ECOを具現する手法を採用しました(地域レベルで風・熱・緑・生物をシュミレーション、太陽光パネルや打ち水等の設備、浸透性舗装、屋上緑化、高反射塗料等の材料、雨水地下浸透、樹木保存・移植等の造園計画、熱を持ちにくい色彩計画)。緑と調和するデザインの展開(艶なしで耐候性ある外装仕上、コンクリートやレンガ等元々の素材の質感を活かした仕上)を図り、住まいに環境デザイン(産業)が必要なことを提示しました。

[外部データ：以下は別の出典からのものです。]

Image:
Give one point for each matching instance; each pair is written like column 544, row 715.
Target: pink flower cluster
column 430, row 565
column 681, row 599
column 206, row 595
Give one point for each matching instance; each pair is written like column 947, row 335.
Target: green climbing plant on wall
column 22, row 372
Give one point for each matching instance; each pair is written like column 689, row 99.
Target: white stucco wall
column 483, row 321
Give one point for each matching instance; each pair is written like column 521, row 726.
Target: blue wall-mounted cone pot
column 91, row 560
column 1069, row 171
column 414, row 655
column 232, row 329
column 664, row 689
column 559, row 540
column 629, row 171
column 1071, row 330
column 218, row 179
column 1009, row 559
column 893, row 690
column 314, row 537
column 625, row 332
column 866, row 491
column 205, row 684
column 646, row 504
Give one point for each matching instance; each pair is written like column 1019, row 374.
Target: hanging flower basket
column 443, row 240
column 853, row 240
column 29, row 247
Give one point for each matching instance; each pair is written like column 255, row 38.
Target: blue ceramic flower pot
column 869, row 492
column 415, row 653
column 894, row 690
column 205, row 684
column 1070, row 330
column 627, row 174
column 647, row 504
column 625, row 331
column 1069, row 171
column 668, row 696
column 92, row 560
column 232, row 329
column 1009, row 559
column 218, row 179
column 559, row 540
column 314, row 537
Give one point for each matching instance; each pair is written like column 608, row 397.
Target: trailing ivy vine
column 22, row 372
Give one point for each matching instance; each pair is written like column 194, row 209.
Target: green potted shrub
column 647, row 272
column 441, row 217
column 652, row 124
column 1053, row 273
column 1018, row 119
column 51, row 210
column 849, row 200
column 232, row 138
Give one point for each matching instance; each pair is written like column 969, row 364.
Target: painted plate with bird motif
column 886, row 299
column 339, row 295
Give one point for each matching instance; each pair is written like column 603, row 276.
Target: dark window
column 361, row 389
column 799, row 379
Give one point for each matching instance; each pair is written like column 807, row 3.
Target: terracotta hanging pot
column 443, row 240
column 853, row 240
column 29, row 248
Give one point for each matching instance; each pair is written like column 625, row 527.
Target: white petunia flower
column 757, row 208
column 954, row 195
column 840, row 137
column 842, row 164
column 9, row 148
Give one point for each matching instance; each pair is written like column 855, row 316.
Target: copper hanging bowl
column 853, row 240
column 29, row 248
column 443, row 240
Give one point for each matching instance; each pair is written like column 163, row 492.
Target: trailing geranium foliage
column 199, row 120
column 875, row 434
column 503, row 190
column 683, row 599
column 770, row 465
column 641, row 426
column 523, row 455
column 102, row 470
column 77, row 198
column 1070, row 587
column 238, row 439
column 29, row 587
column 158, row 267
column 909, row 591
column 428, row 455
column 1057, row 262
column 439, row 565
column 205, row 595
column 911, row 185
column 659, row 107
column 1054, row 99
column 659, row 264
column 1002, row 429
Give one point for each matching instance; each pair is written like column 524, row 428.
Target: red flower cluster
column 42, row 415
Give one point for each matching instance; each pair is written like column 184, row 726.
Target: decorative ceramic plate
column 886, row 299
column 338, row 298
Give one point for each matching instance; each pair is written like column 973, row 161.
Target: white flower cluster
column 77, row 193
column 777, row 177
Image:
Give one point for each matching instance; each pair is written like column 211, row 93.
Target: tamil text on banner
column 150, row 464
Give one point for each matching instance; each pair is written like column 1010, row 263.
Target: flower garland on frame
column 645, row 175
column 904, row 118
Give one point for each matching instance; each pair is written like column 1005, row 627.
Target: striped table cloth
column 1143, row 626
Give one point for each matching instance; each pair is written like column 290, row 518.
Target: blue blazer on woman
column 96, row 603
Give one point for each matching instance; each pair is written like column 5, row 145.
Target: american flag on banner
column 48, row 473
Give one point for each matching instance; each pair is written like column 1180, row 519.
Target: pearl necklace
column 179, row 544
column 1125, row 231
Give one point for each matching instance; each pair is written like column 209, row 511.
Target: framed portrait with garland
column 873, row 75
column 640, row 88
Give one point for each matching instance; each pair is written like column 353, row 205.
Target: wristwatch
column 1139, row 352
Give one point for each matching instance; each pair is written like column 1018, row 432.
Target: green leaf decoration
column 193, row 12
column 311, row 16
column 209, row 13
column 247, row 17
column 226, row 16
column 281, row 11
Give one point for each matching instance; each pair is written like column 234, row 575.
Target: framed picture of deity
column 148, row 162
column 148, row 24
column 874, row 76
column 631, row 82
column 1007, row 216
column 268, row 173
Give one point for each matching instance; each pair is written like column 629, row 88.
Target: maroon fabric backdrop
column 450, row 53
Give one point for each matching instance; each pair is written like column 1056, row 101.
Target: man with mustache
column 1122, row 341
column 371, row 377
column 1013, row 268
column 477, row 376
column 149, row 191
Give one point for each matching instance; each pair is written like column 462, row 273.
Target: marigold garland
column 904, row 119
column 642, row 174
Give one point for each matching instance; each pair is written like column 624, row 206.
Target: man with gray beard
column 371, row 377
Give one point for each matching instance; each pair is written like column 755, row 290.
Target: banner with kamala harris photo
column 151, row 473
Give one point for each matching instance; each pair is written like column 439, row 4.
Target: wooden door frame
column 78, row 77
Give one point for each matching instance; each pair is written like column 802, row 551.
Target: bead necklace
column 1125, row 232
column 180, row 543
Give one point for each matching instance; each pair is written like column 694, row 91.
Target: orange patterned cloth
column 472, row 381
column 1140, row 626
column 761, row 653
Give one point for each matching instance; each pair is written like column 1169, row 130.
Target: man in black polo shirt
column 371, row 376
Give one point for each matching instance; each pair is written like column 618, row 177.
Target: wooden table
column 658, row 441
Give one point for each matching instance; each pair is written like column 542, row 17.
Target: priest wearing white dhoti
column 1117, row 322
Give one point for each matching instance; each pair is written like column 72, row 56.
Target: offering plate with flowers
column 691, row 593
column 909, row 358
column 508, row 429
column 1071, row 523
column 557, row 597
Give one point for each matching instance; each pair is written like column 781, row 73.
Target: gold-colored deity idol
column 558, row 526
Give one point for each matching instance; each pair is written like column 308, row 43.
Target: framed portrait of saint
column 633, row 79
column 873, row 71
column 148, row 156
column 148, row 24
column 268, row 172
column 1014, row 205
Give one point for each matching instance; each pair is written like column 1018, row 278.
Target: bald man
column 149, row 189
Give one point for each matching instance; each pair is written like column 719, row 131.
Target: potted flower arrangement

「社会・環境」の視点からみて、応募対象が提供できること

空地、広場、緑地、動線の構成により、周囲に開いた団地となり、コミュニティとして防災拠点として地域とのつながりがよりよくなりました。団地内通路の移管、バスが街区を循環(予定)、雨水流出抑制の拡充、まとまりある空地による一時避難場所としての機能強化等で社会基盤の拡充に貢献。樹木を残す配棟計画により、自然に対し向き合い、暮らし続けることの継承を体現しました。

ユーザー・社会に伝えたいこと

「集まって住むことの良さとは何か」という原点に立ち戻り、人・建物・環境の関係性をきめ細かく、多彩にかつやさしくデザインしました。生まれ変わった心地良い空間スケールの中で、豊かな暮らしが展開されている風景を通して、これからの住まいに求められるものを感じていただければと思います。

どこで購入できるか、
どこで見られるか

UR住まいのご案内 シャレール荻窪
都市デザインポータルサイト

審査委員の評価

日本住宅公団による初期の団地の建て替えプロジェクトであるが、全体に4階建て、容積率100%という中低層高密な計画をベースとして、囲み型を変形させた配棟計画によって、敷地全体に多様な景色がつくりだされている点が評価できる。既存樹木を残した豊かな外部環境は、地域にも開かれ、この団地の居住者のみならず、周辺居住者にとっても重要な財産となるだろう。